En este sentido, la argumentación probatoria se distancia, me parece, radicalmente de la argumentación interpretativa: no ha lugar a “varias respuestas correctas” (en el sentido expuesto en el texto, el de Dworkin), porque no se trata de definir términos, sino de deducir la existencia real de un evento a partir de datos recogidos por los sentidos (pruebas) y del conocimiento empírico (inductivo) disponible sobre la cuestión.

2ª) Dicho lo anterior, yo sí que creo que hay más de una respuesta correcta en materia de hechos probados. Pero no por las razones que intenta argumentar Toño (y que, como he explicado, no me convencen). Y creo que puede haber más de una respuesta correcta, al menos por dos razones. La primera, porque, como he dicho, el conocimiento de fondo en el que ha de basarse el juzgador para dar o no por probado un hecho puede ser insuficiente (el caso de las ciencias cognitivas y el dolo es palmario). Pero, aun cuando no lo sea, siempre tiene su base en inducciones; esto es, en generalizaciones. Por lo que siempre cabe dudar sobre su solidez o falibilidad. Y, lo que es más importante, siempre existe la dificultad de lo que los filósofos de la ciencia llaman la infradeterminación teórica de los hechos: esto es, que a la vista de los mismos datos empíricos es posible construir teorías explicativas distintas, y aun contradictorias (al menos, en parte), que den igualmente cuenta de los mismos. Por lo que siempre puede ocurrir que dos jueces diferentes, apoyados en dos opiniones expertas distintas, se basen en teorías científicas diversas, para llegar a conclusiones, también diferentes, a partir de las mismas pruebas.

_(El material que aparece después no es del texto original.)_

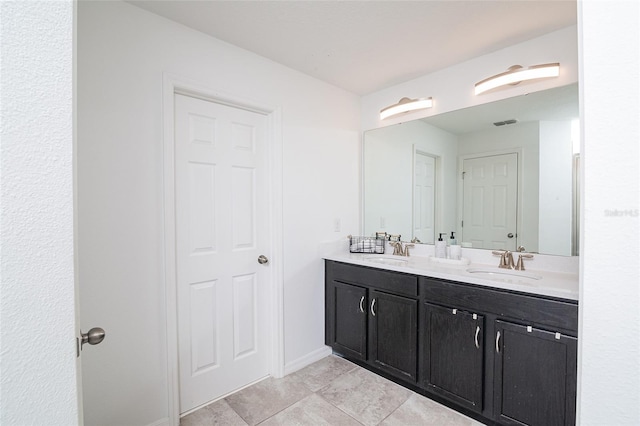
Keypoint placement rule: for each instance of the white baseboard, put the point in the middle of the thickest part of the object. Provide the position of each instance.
(308, 359)
(162, 422)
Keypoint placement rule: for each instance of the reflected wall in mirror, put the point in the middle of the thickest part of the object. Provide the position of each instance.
(497, 186)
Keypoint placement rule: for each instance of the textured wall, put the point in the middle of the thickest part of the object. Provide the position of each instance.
(610, 273)
(38, 377)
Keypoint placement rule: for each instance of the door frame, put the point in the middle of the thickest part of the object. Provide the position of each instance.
(173, 84)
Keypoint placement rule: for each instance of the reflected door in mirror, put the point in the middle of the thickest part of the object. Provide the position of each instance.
(490, 189)
(424, 182)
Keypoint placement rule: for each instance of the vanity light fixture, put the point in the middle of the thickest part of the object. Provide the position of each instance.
(517, 74)
(405, 105)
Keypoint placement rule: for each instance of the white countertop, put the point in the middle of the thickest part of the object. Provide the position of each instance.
(551, 283)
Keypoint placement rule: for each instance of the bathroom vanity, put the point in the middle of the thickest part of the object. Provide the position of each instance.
(501, 348)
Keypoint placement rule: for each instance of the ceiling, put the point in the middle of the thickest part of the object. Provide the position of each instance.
(366, 46)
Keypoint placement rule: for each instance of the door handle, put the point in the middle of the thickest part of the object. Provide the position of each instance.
(92, 337)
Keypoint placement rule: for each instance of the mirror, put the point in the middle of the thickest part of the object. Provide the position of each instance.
(496, 184)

En segundo lugar, ocurre además que, desde luego, el tránsito desde las pruebas hasta las conclusión acerca de veracidad o no de la hipótesis probatoria no es, casi nunca, un razonamiento deductivo perfecto, sino que, precisamente por la existencia casi inevitable de “agujeros” (de datos no disponibles), exige adoptar decisiones acerca del “peso” que se va a otorgar a cada prueba en el razonamiento probatorio: cómo de creíble es un testimonio, cuánto vale la opinión del perito, cómo de convincentes son las pruebas circunstanciales o indiciarias, etc. Razones todas ellas que abonan, otra vez, la posibilidad de que dos jueces, razonando los dos de modo impecable, puedan, pese a ello, llegar a conclusiones distintas y aun contradictorias sobre la determinación de los hechos probados.

En  síntesis: es cierto, no hay tampoco una única respuesta correcta en materia de hechos probados en el Derecho. Pero no porque –como parece pretender Toño- todo sea, en último extremo, una cuestión normativa. Conclusión que, si hablamos de normatividad en un sentido estricto, no trivial (esto es, si nos estamos refiriendo a reglas de conducta, y no pretendemos incluir las leyes científicas –como no se debe- en el ámbito de lo normativo), me parece errónea.